3.2 Semi-supervised and Unsupervised Techniques
Unlike supervised algorithms, semi-supervised techniques small amount of seed instances for training. Most important contribution in this direction was by Yarowsky’s [11] using decision list for disambiguation. His algorithm starts with some training examples representative, called seed set, for each sense These examples are extracted using seed collocations that are strong indicator of a particular sense. Then a supervised algorithm is used to identify collocations within the user-specified window that reliably partition the seed training data. These collocations are ranked using the log-likelihood ratio. The set of collocations having log-likelihood ratio higher than a set threshold constitute the decision list. The resulting classifier is then applied on the entire sample set to tag additional instances and new collocations are extracted from the tagged instances. The process is iterated until convergence. exploited two powerful properties of human language Yarowsky additionally applied two important properties of natural languages to tag remaining instances:
1. One sense per discourse: The sense of a target word is highly consistent within any given document or discourse.

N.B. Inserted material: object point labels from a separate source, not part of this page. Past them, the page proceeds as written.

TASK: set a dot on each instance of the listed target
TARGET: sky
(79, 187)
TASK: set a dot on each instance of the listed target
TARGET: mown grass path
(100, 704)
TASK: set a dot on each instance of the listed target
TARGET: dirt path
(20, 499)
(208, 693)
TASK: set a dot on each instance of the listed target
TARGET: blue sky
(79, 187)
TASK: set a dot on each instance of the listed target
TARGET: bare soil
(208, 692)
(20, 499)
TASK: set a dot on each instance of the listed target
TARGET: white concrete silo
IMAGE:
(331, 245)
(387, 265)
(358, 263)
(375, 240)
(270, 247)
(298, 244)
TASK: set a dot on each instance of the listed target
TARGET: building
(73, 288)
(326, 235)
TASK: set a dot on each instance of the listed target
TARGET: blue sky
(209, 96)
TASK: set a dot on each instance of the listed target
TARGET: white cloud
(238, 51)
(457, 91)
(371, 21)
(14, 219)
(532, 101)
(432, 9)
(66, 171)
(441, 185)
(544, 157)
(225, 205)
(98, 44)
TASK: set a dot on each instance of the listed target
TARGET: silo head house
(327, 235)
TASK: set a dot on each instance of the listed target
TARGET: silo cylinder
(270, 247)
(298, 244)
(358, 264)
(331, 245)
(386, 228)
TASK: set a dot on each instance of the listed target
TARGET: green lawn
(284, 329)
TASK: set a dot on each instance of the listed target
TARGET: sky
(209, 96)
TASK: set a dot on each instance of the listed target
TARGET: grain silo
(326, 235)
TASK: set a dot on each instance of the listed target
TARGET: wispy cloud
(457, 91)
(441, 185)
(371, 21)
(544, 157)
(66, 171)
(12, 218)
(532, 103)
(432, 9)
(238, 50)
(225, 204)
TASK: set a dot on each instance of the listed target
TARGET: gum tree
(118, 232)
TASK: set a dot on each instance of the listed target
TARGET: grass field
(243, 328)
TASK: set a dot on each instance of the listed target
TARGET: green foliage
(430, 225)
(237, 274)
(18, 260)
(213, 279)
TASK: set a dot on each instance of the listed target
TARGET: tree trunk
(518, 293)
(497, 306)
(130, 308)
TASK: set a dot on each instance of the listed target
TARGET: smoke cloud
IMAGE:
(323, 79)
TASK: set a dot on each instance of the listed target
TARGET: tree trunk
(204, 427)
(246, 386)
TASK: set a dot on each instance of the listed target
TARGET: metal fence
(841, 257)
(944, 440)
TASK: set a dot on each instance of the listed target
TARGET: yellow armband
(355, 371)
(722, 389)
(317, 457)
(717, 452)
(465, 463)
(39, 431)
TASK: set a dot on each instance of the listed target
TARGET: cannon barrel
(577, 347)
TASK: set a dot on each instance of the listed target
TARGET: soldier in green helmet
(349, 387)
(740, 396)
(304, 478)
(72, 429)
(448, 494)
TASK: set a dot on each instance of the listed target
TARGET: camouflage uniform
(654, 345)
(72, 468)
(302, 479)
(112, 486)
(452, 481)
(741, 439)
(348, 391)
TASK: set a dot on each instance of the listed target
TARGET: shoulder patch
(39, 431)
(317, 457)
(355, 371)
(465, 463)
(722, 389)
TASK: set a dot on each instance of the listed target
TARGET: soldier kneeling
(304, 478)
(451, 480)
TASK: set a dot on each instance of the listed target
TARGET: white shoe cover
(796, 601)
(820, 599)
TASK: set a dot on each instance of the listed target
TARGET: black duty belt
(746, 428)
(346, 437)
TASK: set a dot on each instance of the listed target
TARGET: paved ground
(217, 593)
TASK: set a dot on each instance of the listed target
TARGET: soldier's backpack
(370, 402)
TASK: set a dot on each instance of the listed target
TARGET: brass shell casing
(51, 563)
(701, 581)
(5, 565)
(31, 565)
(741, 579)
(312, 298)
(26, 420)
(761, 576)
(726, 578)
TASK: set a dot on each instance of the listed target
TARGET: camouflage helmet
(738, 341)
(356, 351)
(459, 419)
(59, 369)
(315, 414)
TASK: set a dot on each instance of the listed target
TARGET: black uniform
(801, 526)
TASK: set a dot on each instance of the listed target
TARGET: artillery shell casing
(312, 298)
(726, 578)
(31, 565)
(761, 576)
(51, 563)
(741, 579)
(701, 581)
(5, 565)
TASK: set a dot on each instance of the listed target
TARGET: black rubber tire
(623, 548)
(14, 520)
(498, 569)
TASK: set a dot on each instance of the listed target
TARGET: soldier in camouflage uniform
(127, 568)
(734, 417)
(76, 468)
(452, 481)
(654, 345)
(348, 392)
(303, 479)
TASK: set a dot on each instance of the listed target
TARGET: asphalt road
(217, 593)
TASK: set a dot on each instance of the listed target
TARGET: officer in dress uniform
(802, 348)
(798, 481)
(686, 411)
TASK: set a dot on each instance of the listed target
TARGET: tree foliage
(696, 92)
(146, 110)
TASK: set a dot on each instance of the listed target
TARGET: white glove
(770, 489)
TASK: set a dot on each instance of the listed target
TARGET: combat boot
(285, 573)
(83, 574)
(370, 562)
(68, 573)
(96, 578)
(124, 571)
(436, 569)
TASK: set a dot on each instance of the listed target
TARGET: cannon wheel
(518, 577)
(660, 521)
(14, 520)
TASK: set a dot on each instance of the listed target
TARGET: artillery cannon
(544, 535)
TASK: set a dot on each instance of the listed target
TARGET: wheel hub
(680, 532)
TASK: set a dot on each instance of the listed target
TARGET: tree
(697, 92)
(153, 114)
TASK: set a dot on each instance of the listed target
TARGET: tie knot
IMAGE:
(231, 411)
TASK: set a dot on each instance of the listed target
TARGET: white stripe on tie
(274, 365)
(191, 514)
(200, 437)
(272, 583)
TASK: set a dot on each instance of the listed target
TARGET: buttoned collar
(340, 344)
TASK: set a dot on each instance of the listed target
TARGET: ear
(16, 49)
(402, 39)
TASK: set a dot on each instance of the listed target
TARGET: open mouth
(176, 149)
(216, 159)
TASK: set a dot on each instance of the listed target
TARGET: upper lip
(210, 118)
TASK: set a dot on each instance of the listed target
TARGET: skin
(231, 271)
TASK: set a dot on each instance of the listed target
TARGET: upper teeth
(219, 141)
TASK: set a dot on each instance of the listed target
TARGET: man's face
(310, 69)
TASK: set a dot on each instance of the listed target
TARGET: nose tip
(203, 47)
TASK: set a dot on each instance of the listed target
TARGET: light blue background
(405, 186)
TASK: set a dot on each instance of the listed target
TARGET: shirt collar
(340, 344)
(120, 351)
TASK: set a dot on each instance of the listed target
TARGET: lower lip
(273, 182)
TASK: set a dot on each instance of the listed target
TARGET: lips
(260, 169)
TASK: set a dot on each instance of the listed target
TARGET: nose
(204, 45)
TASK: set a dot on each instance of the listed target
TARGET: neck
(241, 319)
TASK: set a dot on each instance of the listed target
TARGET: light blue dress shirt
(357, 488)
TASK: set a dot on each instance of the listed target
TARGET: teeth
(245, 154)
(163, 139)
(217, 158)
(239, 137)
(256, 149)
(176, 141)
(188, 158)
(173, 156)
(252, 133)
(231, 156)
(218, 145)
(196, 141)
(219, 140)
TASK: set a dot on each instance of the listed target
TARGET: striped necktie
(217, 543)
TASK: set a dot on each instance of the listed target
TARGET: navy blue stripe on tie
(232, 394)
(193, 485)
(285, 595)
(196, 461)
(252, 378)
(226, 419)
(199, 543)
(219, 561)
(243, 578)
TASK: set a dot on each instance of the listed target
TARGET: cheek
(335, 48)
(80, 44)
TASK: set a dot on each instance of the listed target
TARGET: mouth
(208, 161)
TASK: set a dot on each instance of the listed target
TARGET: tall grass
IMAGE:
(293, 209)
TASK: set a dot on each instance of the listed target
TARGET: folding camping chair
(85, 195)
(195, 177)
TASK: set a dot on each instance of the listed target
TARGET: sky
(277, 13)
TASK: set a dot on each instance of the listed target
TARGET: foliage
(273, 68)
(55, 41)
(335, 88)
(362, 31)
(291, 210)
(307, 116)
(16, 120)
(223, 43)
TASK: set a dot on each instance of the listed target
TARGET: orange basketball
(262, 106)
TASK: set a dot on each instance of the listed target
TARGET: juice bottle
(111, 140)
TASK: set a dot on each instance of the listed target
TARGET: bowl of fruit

2. One sense per collocation: Nearby words provide strong and consistent clues to the sense of a target word, conditional on relative distance, order and syntactic relationship.
A completely unsupervised sense disambiguation algorithm can only discriminate word senses without assigning sense tags. These algorithms require manual evaluation, as the sense clusters derived by these algorithms may not match the actual senses. The existing unsupervised WSD works are based on contextual clustering, word
clustering [15] or graph-based approaches. Lin [15] clustered two words if they share some syntactic relationship. If in a context w1, w2, w3, …, wn represents the content words and w represent the target word, then the similarity between w and wi is determined by the information content of their syntactic features. Co-occurrence graph based clustering uses graphs instead of vectors. Nodes in the graph correspond to words and the edges correspond to syntactic relation between them. One notable algorithm using co-occurrence graph based approach is Hyperlex, proposed by Veronis [28]. In this algorithm first a co-occurrence graph is built, such that the nodes are words occurring in the paragraphs of text corpus and edges between a pair of words are added to the graph if they co- occur in same paragraph. The relative co-occurrence frequency of the two words connected by an edge is used to assign weight to that edge. Then an iterative algorithm is applied and the node with highest relative degree is selected as a hub. The hubs are linked to the target word with zero weight edges and the minimum spanning tree (MST) of the entire graph is computed. The MST is used to disambiguate instances of the target word.